Kafka Streams : Sharing globalStateStore across topologies - apache-kafka

I have a Spring boot application that uses Processor API to generate a Topology and also a addGlobalStateStore to the same topology.
I want to create another topology (and hence another KafkaStreams) for reading from another set of topics and want to share the previously created store in the new topology. By share I mean that the underlying state store should be the same for both topologies. Any data written from one topology should be visible in the other.
Is that possible without writing wrapper endpoints to access the state store e.g. REST calls?
Or does my usecase need an external state store e.g. redis?

No, you can't share the state stores across topologies. Instead if possible, you can break down your topologies as sub-topologies and that will make it available across all the processors defined.
If that is not possible for you, you can use external storage.

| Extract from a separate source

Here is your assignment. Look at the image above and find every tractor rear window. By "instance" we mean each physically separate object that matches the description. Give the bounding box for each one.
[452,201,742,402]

According to Stream Partitions and Tasks:
Sub-topologies (also called sub-graphs): If there are multiple
processor topologies specified in a Kafka Streams application, each
task only instantiates one of the topologies for processing. In
addition, a single processor topology may be decomposed into
independent sub-topologies (or sub-graphs). A sub-topology is a set of
processors, that are all transitively connected as parent/child or
via state stores in the topology. Hence, different sub-topologies
exchange data via topics and don’t share any state stores. Each task
may instantiate only one such sub-topology for processing. This
further scales out the computational workload to multiple tasks.
This means that sub-topologies (hence topologies too) can't share any state stores.
Solution for your scenario:
create a single KafkaStreams instance with its topology containing everything you otherwise would put in your 2 distinct topologies. This will determine the creation of a single task for the entire topology (because of that store usage); there'll be no sub-topology because you are using a store used by both initially distinct topologies. This also means that the entire topology can be run by a single thread only (this is the main drawback), can't be splitted in sub-topologies to be run by multiple threads - this doesn't mean that the topology as a whole can't be run by multiple threads depending on the chosen parallelism (num.stream.threads).

Related

In Kafka Streams, how do you parallelize complex operations (or sub-topologies) using multiple topics and partitions?

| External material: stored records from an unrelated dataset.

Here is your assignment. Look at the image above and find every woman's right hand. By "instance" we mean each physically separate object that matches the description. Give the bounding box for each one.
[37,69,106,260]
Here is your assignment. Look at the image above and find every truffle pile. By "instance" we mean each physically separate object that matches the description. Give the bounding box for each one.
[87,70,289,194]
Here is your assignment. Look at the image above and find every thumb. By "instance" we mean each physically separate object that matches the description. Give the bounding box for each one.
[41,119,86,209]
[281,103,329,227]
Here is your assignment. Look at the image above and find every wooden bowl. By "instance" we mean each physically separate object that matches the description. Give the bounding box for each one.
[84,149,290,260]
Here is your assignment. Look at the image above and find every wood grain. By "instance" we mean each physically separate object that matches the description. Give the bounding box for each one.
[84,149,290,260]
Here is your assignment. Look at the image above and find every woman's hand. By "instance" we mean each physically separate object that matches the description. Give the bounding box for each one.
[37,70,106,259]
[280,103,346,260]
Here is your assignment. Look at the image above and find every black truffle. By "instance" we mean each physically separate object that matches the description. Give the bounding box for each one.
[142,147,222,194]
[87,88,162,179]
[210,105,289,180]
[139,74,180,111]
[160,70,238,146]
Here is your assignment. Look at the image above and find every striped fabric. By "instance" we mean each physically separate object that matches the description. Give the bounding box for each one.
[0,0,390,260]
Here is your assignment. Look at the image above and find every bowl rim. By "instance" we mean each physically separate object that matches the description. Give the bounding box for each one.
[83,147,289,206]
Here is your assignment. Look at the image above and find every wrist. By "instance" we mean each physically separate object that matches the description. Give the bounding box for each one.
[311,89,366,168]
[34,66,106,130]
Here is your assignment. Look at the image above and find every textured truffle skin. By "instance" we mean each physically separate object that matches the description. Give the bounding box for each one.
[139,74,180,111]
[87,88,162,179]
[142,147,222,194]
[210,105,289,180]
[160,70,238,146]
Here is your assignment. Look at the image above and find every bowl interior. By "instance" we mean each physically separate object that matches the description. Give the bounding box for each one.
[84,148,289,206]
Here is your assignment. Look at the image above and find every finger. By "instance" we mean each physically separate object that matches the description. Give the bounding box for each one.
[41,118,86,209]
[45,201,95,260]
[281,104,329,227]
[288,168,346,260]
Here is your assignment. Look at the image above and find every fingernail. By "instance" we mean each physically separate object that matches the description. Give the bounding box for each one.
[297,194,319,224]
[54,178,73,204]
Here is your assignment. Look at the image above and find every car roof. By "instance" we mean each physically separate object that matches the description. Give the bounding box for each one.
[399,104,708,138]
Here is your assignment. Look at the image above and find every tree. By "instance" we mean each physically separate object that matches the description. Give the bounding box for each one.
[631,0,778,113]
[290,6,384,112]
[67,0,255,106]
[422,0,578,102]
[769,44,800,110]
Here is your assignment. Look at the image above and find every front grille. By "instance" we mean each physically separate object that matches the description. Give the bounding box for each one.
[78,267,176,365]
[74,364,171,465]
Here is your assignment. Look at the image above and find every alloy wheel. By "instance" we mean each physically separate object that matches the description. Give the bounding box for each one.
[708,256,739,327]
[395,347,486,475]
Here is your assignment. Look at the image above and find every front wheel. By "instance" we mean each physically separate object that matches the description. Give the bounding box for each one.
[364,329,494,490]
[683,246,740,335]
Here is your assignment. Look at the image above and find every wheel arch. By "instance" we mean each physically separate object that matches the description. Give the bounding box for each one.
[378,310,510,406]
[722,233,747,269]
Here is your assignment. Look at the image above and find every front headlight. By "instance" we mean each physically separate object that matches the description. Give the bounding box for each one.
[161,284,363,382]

I am currently trying to understand how Kafka Streams achieves parallelism. My main concern boils down to three questions:
Can multiple sub-topologies read from the same partition?
How can you parallelise a complex operation (making up a sub-topology) that uses the processor API and requires reading the entire topic?
Can multiple sub-topologies read from the same topic (such that independent and expensive operations on the same topic can be run in different sub-topologies)?
As the developer, we don't have direct control about how topologies are divided into sub-topologies. Kafka Streams divides the Topology into multiple sub-topologies using Topics as a "bridge" where possible. Additionally, multiple stream tasks are created that each read a subset of data from the input topic, divided by partition. The documentation reads:
Slightly simplified, the maximum parallelism at which your application may run is bounded by the maximum number of stream tasks, which itself is determined by maximum number of partitions of the input topic(s) the application is reading from.
Assume there was a sub-topology that reads multiple input topics whose number of partitions are not identical. If the above excerpt of the documentation is to be believed, then one or more partitions of the topic that has less partitions would need to be assigned to multiple stream tasks (if both topics need to be read for the logic to work). However, this should not be possible, because, as I understand it, multiple instances of the streams application (each sharing the same application id) act as one Consumer group, where each partition is only assigned once. In such a case, the number of tasks being created for a sub-topology should actually be limited by the minimum number of partitions of its input topics, i.e. a single partition is only assigned to one Task.
I am not sure if the initial problem, i.e. a non-co-partitioned sub-topology would actually occur. If there is an operation that requires to read both input topics, the data would probably need to be co-partitioned (like in Joins).
Say there was an expensive operation between two topics (possibly built from multiple custom processors) that requires the data of one topic to always be available in its entirety. You would want to parallelise this operation into multiple tasks.
If the topic had just one partition, and a partition could be read multiple times, this would not be a problem. However, as discussed earlier, I don't believe this to work.
Then there are GlobalKTables. However, there is no way to use GlobalKTables with custom processors (toStream is not available).
Another idea would be to broadcast the data into multiple partitions, essentially duplicating it by the partition count. This way, multiple stream tasks could be created for the topology to read the same data. To do this, a custom partitioner could be specified in the Produced-Instance given to KStream#to. If this data duplication can be accepted, this seems to be the only way to achieve what I have in mind.
Regarding question number three, because the Streams application is one Consumer group, I would also expect this to not be possible. With my current understanding, this would require to write the data into multiple identical topics (again essentially duplicating the data), such that independent sub-topologies can be created. An alternative would be to run separate streaming applications (such that a different consumer group is used).
Without seeing your topology definition, this is a somewhat vague question. You can have repartition and changelog topics. These are duplicated data from the original input topic.
But stateless operators like map, filter, etc. pass data through from the same (assigned) partitions for each thread.
A "sub topology" is still part of only one application.id, thus one consumer group, so no, it cannot read the same topic partitions more than once. For that, you'd need independent streams/tables via branching operations within the whole topology, for example, filtering numbers by even and odd only consumes the topic once; you don't need to "broadcast" records to all partitions, and I'm not sure that's even possible out of the box (to sends one-to-one, and Produced defines serialization, not multiple partitions). If you need to cross reference different operators, then you can use join / statestores / KTables.
None of this is really related to parallelism. You have num.stream.threads, or you can run multiple instances of the same JVM process to scale.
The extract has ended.